Provincial / State sides
- Years: Team / Apps / (Points)
- 1886: East of Scotland District / 1 / (0)
- 1886: Edinburgh District / 1 / (0)

International career
- Years: Team / Apps / (Points)
- 1885-87: Scotland / 6 / ((1 try))

= Patrick Wauchope =

Scotland international rugby union player

Patrick Wauchope (1 May 1863 – 9 January 1939) was a Scotland international rugby union player.

==Rugby Union career==

===Amateur career===

He went to Fettes College and played for the school.

Wauchope played rugby union for Fettesian-Lorettonians and Edinburgh Wanderers.

He also played for Edinburgh University.

===Provincial career===

He played for East of Scotland District in their match against West of Scotland District on 30 January 1886.

He played for Edinburgh District later that year in the December inter-city match against Glasgow District on 4 December 1886.

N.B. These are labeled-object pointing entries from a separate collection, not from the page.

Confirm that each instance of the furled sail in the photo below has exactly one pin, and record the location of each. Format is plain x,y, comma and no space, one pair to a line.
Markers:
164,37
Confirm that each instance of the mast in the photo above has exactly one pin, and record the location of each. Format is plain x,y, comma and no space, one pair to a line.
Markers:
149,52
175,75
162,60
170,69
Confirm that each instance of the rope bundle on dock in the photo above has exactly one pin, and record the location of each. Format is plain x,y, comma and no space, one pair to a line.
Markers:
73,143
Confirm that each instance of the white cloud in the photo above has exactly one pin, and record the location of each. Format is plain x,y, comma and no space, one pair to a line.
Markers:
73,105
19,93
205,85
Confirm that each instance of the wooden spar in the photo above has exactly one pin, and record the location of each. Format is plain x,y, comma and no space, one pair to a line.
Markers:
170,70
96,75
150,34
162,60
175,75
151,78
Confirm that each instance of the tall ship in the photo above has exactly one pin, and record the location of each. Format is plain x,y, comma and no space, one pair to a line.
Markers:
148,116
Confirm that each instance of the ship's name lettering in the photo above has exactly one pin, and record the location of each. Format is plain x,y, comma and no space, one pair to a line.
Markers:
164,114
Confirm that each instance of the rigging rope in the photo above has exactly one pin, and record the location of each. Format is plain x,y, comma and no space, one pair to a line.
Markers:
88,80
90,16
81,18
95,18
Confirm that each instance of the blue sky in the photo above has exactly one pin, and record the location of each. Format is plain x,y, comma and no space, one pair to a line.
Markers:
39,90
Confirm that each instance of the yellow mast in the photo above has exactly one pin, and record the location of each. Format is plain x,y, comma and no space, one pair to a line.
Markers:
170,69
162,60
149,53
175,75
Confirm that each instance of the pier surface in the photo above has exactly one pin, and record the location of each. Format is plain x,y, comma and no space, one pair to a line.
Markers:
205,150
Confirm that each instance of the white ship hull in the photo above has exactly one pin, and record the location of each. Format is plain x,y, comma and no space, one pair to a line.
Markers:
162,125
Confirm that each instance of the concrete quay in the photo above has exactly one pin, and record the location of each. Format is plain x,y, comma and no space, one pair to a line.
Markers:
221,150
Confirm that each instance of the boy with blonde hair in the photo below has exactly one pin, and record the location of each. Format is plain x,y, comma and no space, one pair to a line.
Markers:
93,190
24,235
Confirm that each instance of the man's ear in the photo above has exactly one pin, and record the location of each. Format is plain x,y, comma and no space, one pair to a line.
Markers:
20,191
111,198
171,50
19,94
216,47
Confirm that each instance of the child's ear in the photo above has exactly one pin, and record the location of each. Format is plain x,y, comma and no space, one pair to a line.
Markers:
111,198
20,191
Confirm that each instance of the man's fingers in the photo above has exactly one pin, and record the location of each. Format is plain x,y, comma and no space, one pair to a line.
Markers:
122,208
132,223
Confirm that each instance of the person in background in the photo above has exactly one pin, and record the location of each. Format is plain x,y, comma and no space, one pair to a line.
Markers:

===International career===

He played 6 matches for Scotland from 1885 to 1887.

==Golf career==

He was a keen golfer, but he was better known for improving the layout of Muirfield Golf Course to make it suitable for hosting championship matches. He was a member of Kilspindie and Dornoch Golf Courses; as well as being a member of the Honourable Company of Edinburgh Golfers.

==Law career==

He was a writer to the Signet. He worked for the firm Campbell and Don Wauchope.

==Family==

He was born to John Don Wauchope (1816-1893) and Bethia Hamilton Buchanan (1827-1911). His family had a baronet and this passed to one of his brothers Sir John Don Wauchope, who was a chair of Midlothian County Council. Another brother Andrew Wauchope also played rugby union for Scotland.

He married Georgiana Renira Buchan Fitzjohn (1867-1928) on 10 June 1897. They had one son, also named Patrick Wauchope (1898-1989). His son, who was a keen cricketer for Edinburgh Academicals, became a farmer in Natal, South Africa.